After weeks of drenching rain in Southern California, it turns out that one of Mr. Wright’s landmark creations, a Mayan-inspired concrete-block compound featured in several movies, is so much of its hill that safety inspectors this week declared parts of it off-limits.

Across Southern California, the storms have relented, but some homes on hillsides and mountains are slowly slipping or coming apart.

In the hills north of downtown Los Angeles near the Griffith Observatory is Mr. Wright’s Ennis-Brown house, which looks like a temple straight out of an “Indiana Jones” movie and was a location for such movies as “The House on Haunted Hill,” “Blade Runner” and “Grand Canyon.”

The house was declared uninhabitable earlier this week after inspectors found a retaining wall was crumbling. Pressure from the sliding soil was causing heavy stones to pop out of the wall. After a second look, city officials gave the go-ahead for people to enter the main building, which was erected on bedrock. But other parts of the compound remain off-limits.

“The main building isn’t going anywhere,” said Bob Steinbach, a spokesman for the city Department of Building and Safety. “We want them to shore things up so there are no further problems.”

The house, built in 1924 and listed on the National Register of Historic Places, was named for original owners Mabel and Charles Ennis and the couple who donated it to the Trust for Preservation of Cultural Heritage in 1980. The nonprofit organization opened it to the public, giving tours of its intricate stone and ironwork, art-glass doors and luxurious pool.

The compound has needed repairs for several years because of its age and damage suffered during the 1994 earthquake.
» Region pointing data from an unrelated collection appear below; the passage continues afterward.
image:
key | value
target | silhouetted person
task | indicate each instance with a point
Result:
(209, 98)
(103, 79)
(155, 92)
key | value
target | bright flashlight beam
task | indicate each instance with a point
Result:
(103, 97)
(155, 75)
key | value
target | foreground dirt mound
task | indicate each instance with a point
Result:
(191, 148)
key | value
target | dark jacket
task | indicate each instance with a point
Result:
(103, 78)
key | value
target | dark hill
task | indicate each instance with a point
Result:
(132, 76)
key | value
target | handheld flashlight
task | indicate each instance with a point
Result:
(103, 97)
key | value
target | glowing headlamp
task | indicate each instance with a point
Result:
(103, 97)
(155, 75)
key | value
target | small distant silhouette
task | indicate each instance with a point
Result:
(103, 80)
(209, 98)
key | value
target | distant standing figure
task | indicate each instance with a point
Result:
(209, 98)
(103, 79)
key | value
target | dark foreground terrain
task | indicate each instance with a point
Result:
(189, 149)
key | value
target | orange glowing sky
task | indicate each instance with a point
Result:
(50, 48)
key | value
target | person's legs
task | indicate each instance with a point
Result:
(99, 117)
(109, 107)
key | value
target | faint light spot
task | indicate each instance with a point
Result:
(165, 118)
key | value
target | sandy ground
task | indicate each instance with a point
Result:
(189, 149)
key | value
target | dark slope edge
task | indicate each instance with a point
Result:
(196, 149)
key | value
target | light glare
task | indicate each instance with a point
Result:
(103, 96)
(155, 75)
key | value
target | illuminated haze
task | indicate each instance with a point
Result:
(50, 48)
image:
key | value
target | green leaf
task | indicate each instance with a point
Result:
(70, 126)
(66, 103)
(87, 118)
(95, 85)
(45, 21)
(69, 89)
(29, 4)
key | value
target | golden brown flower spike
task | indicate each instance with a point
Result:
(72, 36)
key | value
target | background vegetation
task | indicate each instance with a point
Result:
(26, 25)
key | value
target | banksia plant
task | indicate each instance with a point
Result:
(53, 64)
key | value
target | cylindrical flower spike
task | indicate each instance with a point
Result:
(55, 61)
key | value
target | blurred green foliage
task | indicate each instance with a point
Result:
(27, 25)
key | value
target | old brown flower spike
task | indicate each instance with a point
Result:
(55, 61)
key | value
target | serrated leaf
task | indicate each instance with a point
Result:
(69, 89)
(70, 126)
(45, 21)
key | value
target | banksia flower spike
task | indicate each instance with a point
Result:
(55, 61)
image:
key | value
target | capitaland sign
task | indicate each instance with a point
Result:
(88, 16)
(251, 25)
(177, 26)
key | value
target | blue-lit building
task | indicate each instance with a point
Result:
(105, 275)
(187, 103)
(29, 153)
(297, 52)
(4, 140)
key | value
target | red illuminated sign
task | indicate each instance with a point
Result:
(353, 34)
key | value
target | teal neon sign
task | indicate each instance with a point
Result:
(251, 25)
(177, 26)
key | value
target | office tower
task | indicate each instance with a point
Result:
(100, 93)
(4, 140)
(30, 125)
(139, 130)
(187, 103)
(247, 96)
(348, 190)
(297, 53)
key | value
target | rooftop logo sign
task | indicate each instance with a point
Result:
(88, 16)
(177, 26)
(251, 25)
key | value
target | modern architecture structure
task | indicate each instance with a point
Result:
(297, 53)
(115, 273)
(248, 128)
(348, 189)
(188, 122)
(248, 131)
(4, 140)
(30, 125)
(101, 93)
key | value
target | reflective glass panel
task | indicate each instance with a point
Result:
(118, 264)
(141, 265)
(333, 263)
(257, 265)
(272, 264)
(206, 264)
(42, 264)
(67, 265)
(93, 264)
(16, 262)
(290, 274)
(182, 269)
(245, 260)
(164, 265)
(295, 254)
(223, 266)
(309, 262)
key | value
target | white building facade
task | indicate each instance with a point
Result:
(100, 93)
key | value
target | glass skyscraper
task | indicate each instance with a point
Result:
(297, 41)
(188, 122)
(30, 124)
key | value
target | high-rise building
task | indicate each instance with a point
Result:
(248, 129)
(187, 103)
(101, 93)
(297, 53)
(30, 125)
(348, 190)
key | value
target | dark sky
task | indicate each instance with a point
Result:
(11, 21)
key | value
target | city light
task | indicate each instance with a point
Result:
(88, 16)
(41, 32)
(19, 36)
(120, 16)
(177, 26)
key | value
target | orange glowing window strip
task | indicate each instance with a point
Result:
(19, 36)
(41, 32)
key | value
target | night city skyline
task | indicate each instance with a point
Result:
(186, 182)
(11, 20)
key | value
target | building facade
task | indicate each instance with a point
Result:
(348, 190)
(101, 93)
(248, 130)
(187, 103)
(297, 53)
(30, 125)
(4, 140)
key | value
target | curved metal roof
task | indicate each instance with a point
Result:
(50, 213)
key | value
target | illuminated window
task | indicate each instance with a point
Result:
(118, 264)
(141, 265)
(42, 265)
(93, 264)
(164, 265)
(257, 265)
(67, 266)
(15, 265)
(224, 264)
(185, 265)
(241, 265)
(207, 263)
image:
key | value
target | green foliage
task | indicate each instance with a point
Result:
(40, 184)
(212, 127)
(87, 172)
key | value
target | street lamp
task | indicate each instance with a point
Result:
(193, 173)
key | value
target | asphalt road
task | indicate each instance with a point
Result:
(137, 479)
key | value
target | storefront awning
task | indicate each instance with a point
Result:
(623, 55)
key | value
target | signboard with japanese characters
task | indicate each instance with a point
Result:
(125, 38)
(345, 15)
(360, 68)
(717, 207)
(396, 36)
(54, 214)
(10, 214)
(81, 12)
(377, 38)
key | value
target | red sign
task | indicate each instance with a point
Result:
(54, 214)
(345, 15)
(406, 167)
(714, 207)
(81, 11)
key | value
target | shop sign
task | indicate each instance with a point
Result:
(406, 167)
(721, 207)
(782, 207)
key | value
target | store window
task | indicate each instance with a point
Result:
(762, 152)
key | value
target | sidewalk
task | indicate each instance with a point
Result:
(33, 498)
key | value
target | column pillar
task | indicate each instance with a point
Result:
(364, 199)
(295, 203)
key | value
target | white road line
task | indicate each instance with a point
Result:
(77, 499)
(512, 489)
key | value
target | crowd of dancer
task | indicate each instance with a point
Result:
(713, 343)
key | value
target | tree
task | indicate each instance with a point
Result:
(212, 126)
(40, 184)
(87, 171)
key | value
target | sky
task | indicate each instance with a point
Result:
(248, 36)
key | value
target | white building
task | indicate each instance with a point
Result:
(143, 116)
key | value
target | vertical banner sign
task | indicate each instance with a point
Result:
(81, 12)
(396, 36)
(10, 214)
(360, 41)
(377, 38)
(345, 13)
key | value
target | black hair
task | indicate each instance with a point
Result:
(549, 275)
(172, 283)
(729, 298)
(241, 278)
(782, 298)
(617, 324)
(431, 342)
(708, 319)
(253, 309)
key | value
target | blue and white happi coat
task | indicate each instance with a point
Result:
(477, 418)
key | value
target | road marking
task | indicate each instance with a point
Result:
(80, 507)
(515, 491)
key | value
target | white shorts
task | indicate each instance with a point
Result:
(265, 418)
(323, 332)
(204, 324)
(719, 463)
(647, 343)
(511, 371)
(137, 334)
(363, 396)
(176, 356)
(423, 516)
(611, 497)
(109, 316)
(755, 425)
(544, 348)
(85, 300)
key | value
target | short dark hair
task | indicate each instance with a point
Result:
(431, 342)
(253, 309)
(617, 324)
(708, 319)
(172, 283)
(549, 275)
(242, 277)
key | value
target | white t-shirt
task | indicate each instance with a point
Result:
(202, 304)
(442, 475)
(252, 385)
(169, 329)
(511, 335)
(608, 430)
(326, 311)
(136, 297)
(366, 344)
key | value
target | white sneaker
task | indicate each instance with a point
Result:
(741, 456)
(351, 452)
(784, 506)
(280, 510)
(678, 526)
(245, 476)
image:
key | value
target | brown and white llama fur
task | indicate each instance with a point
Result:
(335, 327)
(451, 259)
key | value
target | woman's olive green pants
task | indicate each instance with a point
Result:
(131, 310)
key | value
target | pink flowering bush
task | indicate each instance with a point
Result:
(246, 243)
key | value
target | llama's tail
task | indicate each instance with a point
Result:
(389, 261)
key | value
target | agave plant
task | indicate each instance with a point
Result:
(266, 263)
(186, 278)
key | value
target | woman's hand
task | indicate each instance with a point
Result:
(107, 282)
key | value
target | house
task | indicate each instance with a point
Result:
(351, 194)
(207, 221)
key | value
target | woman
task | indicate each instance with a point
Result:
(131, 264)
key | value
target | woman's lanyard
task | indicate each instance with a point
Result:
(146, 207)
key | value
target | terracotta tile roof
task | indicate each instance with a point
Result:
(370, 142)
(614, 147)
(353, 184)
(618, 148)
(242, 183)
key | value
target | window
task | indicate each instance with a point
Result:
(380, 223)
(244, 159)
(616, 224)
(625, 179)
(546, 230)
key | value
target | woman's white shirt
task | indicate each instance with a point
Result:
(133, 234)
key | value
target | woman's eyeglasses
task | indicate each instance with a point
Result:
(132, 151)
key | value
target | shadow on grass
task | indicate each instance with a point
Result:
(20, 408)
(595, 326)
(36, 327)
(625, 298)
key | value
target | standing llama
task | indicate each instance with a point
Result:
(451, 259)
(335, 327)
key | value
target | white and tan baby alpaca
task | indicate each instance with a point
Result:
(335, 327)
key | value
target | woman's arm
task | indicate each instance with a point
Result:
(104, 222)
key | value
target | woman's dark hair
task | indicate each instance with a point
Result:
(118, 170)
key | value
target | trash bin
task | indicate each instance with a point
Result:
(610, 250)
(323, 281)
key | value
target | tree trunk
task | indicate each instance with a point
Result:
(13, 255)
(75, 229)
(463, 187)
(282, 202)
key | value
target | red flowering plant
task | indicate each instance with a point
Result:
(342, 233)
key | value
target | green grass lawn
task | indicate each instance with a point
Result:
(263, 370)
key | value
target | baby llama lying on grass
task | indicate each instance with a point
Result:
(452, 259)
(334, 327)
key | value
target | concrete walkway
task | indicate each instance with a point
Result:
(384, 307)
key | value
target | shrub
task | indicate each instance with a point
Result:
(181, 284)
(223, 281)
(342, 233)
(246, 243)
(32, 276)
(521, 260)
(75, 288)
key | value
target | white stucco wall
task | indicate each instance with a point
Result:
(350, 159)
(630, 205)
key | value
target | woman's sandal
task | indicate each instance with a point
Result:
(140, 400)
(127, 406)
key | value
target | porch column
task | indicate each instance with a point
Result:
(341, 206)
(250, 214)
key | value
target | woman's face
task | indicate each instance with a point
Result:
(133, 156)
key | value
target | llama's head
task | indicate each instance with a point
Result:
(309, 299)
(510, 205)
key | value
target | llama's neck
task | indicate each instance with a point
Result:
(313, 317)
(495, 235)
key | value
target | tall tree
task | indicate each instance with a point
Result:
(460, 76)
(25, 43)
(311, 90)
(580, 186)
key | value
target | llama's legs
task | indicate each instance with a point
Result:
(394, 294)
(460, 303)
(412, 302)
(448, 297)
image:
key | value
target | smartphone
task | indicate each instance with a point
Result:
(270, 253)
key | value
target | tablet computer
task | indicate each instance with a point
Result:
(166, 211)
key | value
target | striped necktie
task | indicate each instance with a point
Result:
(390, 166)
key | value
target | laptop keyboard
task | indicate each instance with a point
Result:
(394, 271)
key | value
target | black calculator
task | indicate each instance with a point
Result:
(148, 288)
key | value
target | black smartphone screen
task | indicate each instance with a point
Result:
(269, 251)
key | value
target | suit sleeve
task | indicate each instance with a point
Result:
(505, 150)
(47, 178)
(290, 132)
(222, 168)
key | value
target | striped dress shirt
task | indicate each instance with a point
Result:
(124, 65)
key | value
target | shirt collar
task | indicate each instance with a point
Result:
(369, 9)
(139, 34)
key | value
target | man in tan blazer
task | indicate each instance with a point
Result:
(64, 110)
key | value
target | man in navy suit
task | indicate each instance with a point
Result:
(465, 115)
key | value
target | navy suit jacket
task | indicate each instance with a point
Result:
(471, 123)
It had been closed since December for the renovation and is not expected to reopen until the summer.

The trust’s executive director, Franklin De Groot, said there is greater urgency to fixing the compound now because more rain could worsen the damage.

“The longer we wait, the more possibility of damage and cost exists,” he said.

The organization has chosen Mr. Wright’s grandson Eric Lloyd Wright as the project’s primary architect. The federal government is providing about $2.5 million, but officials estimate as much as $10 million more is needed to complete the restoration.

The Ennis-Brown house was one of the first homes to be built from concrete block. Mr. Wright, who died in 1959, built 350 to 400 homes, and all but 60 endure.

“He felt that if you built a house, you build it to last for a long, long time,” said Bruce Pfeiffer, director of the Frank Lloyd Wright Archives in Scottsdale, Ariz.

Mr. Pfeiffer said he can recall only one instance in which a Wright house lost a battle with nature: A waterfront home in Mississippi was destroyed by a hurricane in the 1960s.